妻沼聖天山の北西、約600メートル先の小さな神社。古墳といわれる小高い丘の上に社殿が建っています。旧妻沼町誌(昭和3年発行の復刻版)に『摩多利堂』とあり、「本堂は歓喜院持にして大塚に在り樹木鬱蒼として古色を存す疫病除の尊天として、諸人の信仰甚だ厚し」と記されています。
彫刻の施された社殿は、トタン塀で覆われた社と違い、風格があり、当時の信仰の熱さを感じさせます。
このコーナーの第3回で簡単な紹介をしたのですが、なんとも不思議で興味の尽きない神社ですので、再度取り上げました。
春の例祭
4月24日、聖天山歓喜院のご住職をお迎えして、春の祭礼が執り行われました。
一応神社ですが、祭典は宮司さんではなく、お寺の住職さんが執り行います。

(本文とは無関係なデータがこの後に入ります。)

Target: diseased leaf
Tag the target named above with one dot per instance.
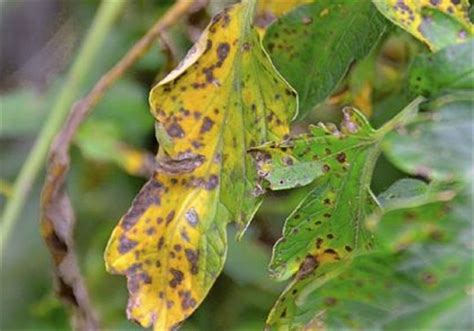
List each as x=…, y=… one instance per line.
x=437, y=23
x=223, y=99
x=450, y=69
x=425, y=285
x=269, y=10
x=313, y=50
x=326, y=225
x=437, y=144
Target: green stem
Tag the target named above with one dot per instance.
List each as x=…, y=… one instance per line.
x=103, y=21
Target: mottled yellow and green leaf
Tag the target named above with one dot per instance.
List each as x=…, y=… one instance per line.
x=224, y=98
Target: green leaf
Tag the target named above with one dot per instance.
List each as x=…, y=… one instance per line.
x=409, y=192
x=314, y=45
x=437, y=144
x=325, y=227
x=450, y=69
x=426, y=285
x=437, y=23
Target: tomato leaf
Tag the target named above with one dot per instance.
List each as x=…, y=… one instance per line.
x=325, y=227
x=424, y=285
x=437, y=144
x=224, y=98
x=437, y=23
x=448, y=70
x=313, y=49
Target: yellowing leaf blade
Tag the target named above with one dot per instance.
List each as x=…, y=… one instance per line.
x=223, y=99
x=437, y=23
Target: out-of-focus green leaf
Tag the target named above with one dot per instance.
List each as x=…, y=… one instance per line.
x=438, y=144
x=409, y=192
x=314, y=45
x=450, y=69
x=438, y=23
x=426, y=285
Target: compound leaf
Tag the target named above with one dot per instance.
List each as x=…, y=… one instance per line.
x=326, y=225
x=224, y=98
x=438, y=143
x=448, y=70
x=438, y=23
x=419, y=277
x=313, y=49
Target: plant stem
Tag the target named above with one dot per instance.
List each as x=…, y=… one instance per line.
x=103, y=21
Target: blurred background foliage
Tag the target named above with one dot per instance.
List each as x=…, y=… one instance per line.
x=38, y=42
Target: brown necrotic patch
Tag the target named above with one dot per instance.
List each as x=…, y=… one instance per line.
x=212, y=182
x=193, y=258
x=178, y=277
x=222, y=52
x=187, y=301
x=192, y=217
x=149, y=195
x=175, y=130
x=309, y=264
x=207, y=125
x=126, y=244
x=170, y=217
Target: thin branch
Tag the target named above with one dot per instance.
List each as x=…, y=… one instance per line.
x=102, y=24
x=57, y=216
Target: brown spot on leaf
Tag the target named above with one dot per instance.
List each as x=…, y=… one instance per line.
x=207, y=124
x=187, y=301
x=148, y=195
x=193, y=258
x=330, y=301
x=192, y=217
x=126, y=244
x=175, y=130
x=222, y=52
x=178, y=277
x=170, y=217
x=212, y=182
x=309, y=264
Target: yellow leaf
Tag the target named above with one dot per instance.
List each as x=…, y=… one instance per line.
x=414, y=16
x=224, y=98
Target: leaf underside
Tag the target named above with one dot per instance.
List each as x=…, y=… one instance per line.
x=326, y=227
x=224, y=98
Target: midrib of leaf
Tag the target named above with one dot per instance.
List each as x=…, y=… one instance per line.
x=308, y=83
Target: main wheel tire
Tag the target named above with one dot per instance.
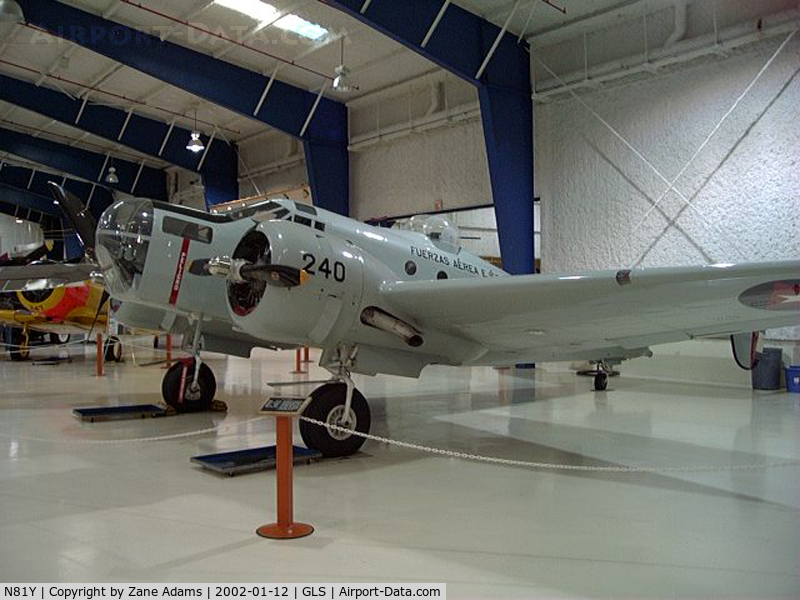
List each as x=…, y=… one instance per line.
x=327, y=405
x=171, y=387
x=20, y=349
x=112, y=349
x=600, y=382
x=59, y=338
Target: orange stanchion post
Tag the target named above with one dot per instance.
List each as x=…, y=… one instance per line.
x=298, y=363
x=100, y=355
x=169, y=351
x=285, y=528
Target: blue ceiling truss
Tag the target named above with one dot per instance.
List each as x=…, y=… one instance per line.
x=164, y=141
x=319, y=122
x=460, y=42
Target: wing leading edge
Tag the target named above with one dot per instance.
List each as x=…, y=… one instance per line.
x=601, y=314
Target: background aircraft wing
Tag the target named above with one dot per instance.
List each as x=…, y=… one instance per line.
x=43, y=276
x=603, y=314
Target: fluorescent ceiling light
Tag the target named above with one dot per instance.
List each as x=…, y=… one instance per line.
x=266, y=14
x=195, y=144
x=255, y=9
x=300, y=26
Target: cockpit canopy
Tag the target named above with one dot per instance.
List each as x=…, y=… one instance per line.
x=123, y=239
x=439, y=230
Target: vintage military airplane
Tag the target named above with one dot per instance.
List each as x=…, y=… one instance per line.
x=280, y=274
x=58, y=312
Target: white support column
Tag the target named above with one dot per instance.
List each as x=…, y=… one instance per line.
x=103, y=168
x=435, y=23
x=83, y=107
x=208, y=147
x=497, y=40
x=267, y=88
x=125, y=125
x=313, y=109
x=91, y=195
x=136, y=179
x=166, y=137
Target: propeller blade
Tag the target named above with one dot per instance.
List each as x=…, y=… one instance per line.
x=79, y=216
x=240, y=271
x=277, y=275
x=199, y=267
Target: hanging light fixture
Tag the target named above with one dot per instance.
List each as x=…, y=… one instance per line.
x=340, y=82
x=112, y=176
x=195, y=143
x=11, y=11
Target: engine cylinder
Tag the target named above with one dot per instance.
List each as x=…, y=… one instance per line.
x=325, y=304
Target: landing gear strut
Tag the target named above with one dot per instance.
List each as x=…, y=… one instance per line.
x=189, y=385
x=339, y=404
x=185, y=391
x=20, y=348
x=601, y=372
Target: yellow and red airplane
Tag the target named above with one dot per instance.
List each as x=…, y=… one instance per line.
x=59, y=312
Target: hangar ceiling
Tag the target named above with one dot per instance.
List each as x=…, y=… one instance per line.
x=377, y=62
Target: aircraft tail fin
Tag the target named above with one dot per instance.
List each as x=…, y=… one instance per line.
x=79, y=216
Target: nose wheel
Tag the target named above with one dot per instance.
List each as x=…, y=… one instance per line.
x=601, y=381
x=328, y=405
x=183, y=393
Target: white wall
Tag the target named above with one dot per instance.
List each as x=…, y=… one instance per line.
x=433, y=170
x=745, y=185
x=13, y=234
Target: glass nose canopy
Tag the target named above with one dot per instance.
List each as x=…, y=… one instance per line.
x=123, y=239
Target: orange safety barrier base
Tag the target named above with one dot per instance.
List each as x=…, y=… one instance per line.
x=168, y=364
x=298, y=363
x=100, y=355
x=285, y=528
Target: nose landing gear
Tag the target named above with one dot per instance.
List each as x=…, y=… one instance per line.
x=328, y=405
x=337, y=404
x=189, y=385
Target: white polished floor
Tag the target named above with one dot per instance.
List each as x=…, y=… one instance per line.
x=80, y=502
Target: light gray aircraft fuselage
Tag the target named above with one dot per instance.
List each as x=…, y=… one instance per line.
x=347, y=262
x=279, y=274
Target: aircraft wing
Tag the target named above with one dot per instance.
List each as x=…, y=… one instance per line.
x=17, y=318
x=601, y=314
x=43, y=276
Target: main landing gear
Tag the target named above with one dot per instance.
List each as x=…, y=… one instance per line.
x=189, y=385
x=19, y=348
x=601, y=372
x=342, y=408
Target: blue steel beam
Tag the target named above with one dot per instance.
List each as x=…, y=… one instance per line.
x=460, y=43
x=285, y=108
x=219, y=168
x=26, y=200
x=84, y=164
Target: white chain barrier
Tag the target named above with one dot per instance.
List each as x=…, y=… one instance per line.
x=159, y=438
x=553, y=466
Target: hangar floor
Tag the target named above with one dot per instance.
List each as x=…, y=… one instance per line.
x=138, y=511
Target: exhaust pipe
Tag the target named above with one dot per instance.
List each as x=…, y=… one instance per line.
x=375, y=317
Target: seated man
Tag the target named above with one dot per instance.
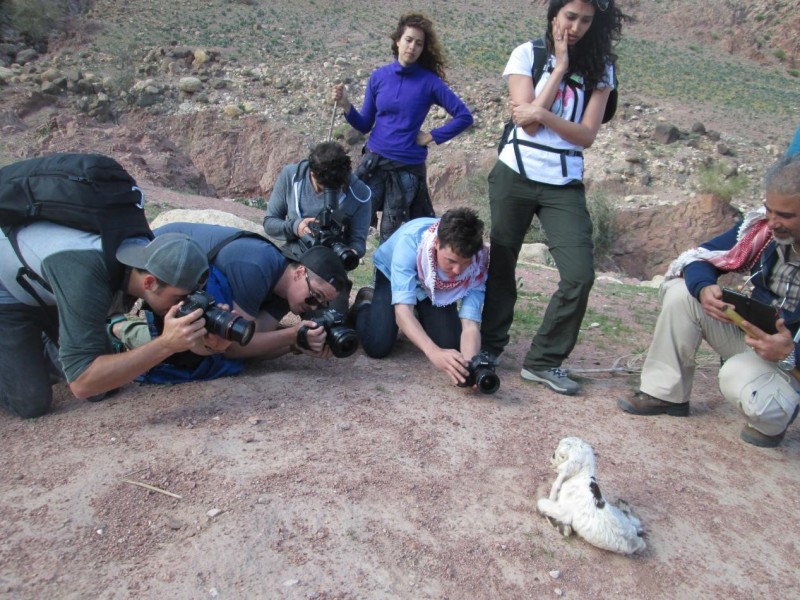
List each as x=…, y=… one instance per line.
x=68, y=338
x=297, y=205
x=427, y=266
x=758, y=376
x=255, y=279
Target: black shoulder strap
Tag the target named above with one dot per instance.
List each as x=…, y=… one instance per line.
x=539, y=59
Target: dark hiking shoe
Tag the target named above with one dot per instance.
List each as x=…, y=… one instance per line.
x=645, y=405
x=363, y=297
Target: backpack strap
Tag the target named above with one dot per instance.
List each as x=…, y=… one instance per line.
x=242, y=233
x=540, y=56
x=26, y=274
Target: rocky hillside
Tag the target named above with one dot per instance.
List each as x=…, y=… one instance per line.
x=215, y=99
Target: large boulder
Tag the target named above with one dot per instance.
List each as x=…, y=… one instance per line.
x=209, y=216
x=652, y=237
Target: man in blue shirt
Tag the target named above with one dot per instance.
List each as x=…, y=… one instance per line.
x=422, y=271
x=259, y=283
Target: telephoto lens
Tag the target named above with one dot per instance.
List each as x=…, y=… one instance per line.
x=223, y=323
x=482, y=374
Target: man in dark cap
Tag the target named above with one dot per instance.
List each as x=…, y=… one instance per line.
x=63, y=334
x=260, y=283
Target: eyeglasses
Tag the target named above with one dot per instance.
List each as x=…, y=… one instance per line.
x=312, y=299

神仏習合した時代のまま受け継がれてきたのです。また、現在でも、神社は歓喜院の管理になっています。
社殿
歓喜院ご住職の法話風景
神社の由来
旧妻沼町誌は、由来不詳と記されています。現社殿は江戸時代後期のものと思われ、社殿内に保管されている木製の灯篭に文化5年(1808)新吉原の丸海老屋奉納と書かれていることから、江戸時代に摩多利神信仰は広がっていたのでしょう。
奉納された灯篭
祭神の不思議
祭神は3面六臂の恐ろしい姿です。
個人所有の掛け軸
インターネットなどで調べると、『摩多羅神』とあり、密教の伝来とともに伝わった仏教の守護神。もとはインドのヒンドウー教の神マハーカーラ。マハーは「大いなる」カーラは「黒、暗黒」を意味し、世界を破壊するときに恐ろしい黒い姿で現れる。仏教に取り込まれて大黒天と呼ばれ、更に神話の神様大国主命となる変化の神様です。
「ようするに大黒様のこと?大国主命のこと?」なかなか納得できないで調べを続けていましたら、この疑問に応える調査報告書が熊谷市立熊谷図書館にありました。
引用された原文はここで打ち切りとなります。